White Gates, iconic mid-century home in Phoenix, facing demolition by new owner

Imagine owning one of the most iconic mid-century homes in Phoenix and wanting to tear it down. That's what's currently in store for "White Gates," a 1954 house designed by famed mid-century architect Al Beadle that sits on the south slope of Camelback Mountain. Axios Phoenix explains that community members are currently trying to save the home, but its future is iffy at best: 

A demolition request was posted last Friday outside the home on White Gates Drive near 44th Street and Camelback Road.

The home is not designated historic, but because its architectural significance makes it eligible for historic preservation. 

That enabled the city to place a 30-day hold on the demolition, Phoenix Planning and Development Department spokesperson Teleia Galaviz told Axios Phoenix.

The Historic Preservation Commission will meet April 15, and may vote to initiate historic designation, she said.

Reality Check: Even if the city gives the property historic designation, it would only halt demolition for one year, per city policies. . . . 

"My client intends to build his family's home on this land and live on the property," the new owner's attorney Ben Graff told The Arizona Republic this week.

The home was sold for $1.7 million last month, The Republic reported.

Modern Phoenix describes the iconic home:

Beadle House #6, fondly referred to as White Gates, remains one of Phoenix's most beguiling and enigmatic modern architectural icons.

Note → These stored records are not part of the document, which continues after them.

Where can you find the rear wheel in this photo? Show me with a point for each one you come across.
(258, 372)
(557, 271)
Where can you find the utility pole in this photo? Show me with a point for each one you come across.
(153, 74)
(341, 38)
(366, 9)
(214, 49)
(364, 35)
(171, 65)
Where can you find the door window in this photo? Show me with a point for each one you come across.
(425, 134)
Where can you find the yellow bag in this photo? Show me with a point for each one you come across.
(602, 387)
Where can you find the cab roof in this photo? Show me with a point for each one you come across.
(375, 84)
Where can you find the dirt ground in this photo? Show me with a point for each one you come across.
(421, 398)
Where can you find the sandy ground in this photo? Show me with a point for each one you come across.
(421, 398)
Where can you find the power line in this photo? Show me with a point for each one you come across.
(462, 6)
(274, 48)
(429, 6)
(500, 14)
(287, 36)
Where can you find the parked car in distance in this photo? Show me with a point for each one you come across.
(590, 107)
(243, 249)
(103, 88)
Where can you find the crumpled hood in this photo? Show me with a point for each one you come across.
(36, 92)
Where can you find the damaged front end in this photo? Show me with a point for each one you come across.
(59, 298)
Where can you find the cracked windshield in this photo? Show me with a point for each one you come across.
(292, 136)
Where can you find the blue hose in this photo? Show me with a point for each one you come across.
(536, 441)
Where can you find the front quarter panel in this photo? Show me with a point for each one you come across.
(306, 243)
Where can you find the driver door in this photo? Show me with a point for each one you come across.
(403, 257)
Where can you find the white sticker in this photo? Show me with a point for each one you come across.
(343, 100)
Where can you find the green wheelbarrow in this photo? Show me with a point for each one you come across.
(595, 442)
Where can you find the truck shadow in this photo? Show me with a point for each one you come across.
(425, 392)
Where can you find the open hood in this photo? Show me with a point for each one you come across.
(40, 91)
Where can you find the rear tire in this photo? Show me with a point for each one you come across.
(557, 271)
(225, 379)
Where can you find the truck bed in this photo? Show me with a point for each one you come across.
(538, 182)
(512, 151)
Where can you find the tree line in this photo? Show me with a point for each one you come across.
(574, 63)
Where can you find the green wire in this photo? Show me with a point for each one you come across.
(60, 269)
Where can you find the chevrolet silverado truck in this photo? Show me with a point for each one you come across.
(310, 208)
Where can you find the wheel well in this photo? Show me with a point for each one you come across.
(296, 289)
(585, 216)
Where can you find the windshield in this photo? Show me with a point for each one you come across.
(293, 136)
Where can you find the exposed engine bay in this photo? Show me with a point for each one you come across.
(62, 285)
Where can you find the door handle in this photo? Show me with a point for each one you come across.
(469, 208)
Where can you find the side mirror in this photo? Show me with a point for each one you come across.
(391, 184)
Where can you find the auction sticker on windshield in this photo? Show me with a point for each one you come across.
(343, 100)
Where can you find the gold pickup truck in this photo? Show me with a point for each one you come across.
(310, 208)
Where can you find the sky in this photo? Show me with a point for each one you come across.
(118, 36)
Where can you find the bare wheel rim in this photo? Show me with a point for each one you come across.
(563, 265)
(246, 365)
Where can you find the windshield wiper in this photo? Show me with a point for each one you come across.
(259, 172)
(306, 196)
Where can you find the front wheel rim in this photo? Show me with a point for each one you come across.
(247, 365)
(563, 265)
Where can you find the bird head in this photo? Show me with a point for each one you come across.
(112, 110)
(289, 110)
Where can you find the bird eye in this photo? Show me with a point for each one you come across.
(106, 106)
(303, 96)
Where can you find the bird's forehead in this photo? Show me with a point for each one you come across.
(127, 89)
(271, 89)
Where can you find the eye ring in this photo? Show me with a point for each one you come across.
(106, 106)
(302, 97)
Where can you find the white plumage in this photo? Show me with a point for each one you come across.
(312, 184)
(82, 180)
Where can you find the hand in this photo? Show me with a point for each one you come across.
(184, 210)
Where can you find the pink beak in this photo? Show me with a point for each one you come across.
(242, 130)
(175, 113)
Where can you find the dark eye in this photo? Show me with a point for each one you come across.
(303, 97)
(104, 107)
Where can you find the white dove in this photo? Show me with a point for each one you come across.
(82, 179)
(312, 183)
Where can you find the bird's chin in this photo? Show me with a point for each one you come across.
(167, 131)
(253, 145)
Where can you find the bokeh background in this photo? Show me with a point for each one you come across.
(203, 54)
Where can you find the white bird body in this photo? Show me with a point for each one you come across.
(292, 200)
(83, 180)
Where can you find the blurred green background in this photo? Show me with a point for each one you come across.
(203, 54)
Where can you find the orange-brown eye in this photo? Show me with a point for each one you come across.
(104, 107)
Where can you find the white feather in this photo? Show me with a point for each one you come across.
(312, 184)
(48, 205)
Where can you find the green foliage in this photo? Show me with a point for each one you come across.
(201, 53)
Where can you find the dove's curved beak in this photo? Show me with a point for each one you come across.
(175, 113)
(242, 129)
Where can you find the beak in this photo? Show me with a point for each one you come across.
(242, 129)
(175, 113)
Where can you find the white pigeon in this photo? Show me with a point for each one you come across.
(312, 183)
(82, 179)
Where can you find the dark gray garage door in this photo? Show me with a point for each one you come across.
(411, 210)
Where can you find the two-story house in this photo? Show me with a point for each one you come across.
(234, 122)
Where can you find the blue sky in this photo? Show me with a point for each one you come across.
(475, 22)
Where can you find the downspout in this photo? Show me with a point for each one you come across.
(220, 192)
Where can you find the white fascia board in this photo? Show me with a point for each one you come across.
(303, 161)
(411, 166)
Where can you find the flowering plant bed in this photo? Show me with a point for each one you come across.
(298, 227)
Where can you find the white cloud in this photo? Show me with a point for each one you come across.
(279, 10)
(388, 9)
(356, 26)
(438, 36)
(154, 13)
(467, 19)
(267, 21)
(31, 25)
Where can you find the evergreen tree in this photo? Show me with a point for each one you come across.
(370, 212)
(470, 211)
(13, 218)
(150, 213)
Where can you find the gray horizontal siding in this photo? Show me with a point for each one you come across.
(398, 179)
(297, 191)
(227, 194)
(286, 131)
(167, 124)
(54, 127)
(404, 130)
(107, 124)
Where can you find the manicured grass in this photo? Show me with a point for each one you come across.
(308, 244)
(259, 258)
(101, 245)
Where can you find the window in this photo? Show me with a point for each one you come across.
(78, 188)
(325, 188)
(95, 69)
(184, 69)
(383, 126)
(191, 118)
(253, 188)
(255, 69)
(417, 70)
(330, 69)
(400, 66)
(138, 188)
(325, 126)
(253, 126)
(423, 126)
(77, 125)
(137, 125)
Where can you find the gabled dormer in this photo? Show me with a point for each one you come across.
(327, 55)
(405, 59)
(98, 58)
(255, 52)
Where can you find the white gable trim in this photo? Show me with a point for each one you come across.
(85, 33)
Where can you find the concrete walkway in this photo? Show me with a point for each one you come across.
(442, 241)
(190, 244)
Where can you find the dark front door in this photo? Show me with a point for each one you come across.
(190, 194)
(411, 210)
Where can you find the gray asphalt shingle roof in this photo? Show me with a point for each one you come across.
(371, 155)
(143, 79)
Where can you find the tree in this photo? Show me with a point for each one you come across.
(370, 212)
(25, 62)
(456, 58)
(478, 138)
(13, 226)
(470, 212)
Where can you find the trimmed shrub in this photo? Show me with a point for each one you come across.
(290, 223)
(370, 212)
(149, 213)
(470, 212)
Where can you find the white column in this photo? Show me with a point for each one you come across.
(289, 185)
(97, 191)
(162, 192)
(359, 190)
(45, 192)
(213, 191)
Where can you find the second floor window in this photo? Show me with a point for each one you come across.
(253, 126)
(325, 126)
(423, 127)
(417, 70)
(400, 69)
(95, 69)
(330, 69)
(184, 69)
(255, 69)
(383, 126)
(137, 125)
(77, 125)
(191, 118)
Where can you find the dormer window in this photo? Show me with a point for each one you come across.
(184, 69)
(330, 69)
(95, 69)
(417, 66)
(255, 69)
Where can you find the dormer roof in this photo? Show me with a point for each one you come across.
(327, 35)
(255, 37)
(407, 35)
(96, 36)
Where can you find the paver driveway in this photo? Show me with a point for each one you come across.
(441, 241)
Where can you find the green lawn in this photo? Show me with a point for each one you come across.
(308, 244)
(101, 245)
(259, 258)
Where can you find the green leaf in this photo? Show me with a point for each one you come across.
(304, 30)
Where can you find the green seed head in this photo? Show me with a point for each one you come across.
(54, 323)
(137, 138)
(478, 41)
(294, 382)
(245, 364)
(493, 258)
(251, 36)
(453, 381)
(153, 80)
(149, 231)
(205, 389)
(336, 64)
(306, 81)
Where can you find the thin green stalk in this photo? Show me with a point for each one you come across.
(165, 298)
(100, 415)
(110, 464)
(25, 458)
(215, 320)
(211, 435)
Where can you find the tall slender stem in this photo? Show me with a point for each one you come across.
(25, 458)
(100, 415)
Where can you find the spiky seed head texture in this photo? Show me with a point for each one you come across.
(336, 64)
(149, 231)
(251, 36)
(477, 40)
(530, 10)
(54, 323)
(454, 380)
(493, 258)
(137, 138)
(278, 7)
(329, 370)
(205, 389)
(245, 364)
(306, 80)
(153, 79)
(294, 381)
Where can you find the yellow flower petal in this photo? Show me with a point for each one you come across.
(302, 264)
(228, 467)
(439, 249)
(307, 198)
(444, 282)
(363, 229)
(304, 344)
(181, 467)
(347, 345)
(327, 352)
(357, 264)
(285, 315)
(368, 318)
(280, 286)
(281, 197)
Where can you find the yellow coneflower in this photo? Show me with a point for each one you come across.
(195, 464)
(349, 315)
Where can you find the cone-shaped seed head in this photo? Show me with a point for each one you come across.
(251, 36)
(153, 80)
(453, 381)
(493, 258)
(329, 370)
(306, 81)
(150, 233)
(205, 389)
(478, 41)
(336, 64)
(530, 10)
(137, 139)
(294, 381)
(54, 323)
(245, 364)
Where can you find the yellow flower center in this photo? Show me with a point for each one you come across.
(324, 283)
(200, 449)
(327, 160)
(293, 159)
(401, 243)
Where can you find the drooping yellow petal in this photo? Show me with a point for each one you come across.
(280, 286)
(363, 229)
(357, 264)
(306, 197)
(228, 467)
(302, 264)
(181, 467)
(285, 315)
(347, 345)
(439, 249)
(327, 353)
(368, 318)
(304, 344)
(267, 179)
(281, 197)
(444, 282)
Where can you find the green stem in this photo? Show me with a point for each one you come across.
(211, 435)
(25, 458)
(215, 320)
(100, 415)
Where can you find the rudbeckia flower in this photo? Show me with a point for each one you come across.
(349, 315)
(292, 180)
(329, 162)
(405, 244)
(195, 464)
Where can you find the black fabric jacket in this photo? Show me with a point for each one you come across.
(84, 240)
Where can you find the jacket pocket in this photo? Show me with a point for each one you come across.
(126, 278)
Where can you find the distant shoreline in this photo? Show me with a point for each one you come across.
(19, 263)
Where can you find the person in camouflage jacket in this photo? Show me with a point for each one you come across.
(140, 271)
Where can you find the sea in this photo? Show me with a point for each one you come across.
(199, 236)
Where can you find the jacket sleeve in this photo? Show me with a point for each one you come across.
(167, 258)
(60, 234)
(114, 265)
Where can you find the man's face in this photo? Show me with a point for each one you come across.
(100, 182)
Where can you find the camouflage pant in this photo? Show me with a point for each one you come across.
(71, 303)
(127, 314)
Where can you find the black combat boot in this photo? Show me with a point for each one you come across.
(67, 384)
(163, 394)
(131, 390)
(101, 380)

The floating rectangle was featured by Living for Young Homemakers as A House that Calls Its Family To Order.

Built shortly after Beadle and his family settled in Phoenix, and his first attempt at something ultra-modern, the home was a showcase for modern efficiency and contrasted sharply with the rugged red rocks on the slope of Camelback.

The home was one of six that Beadle would develop in the Red Rocks area, but now only one of three that remain intact. . . 

White Gates holds the distinction of being the only home in 16 years of the Modern Phoenix Home Tour to be featured three times. This is quite an accomplishment considering that the tour changes geographic location every year! It's a fan favorite despite its current condition.

And Atomic Ranch provides a nice overview of architect Alan Beadle:

Beadle, much like other recognizable architects of the period, was absolutely prolific in Phoenix. He designed everything from single-family homes, to condominium complexes as well as sky-scraping 22 story commercial buildings and everything in between. Interestingly enough, Beadle and his partner Alan Dailey are the only architects that ever designed a case study house outside of California, the Triad in Phoenix, Arizona . . . 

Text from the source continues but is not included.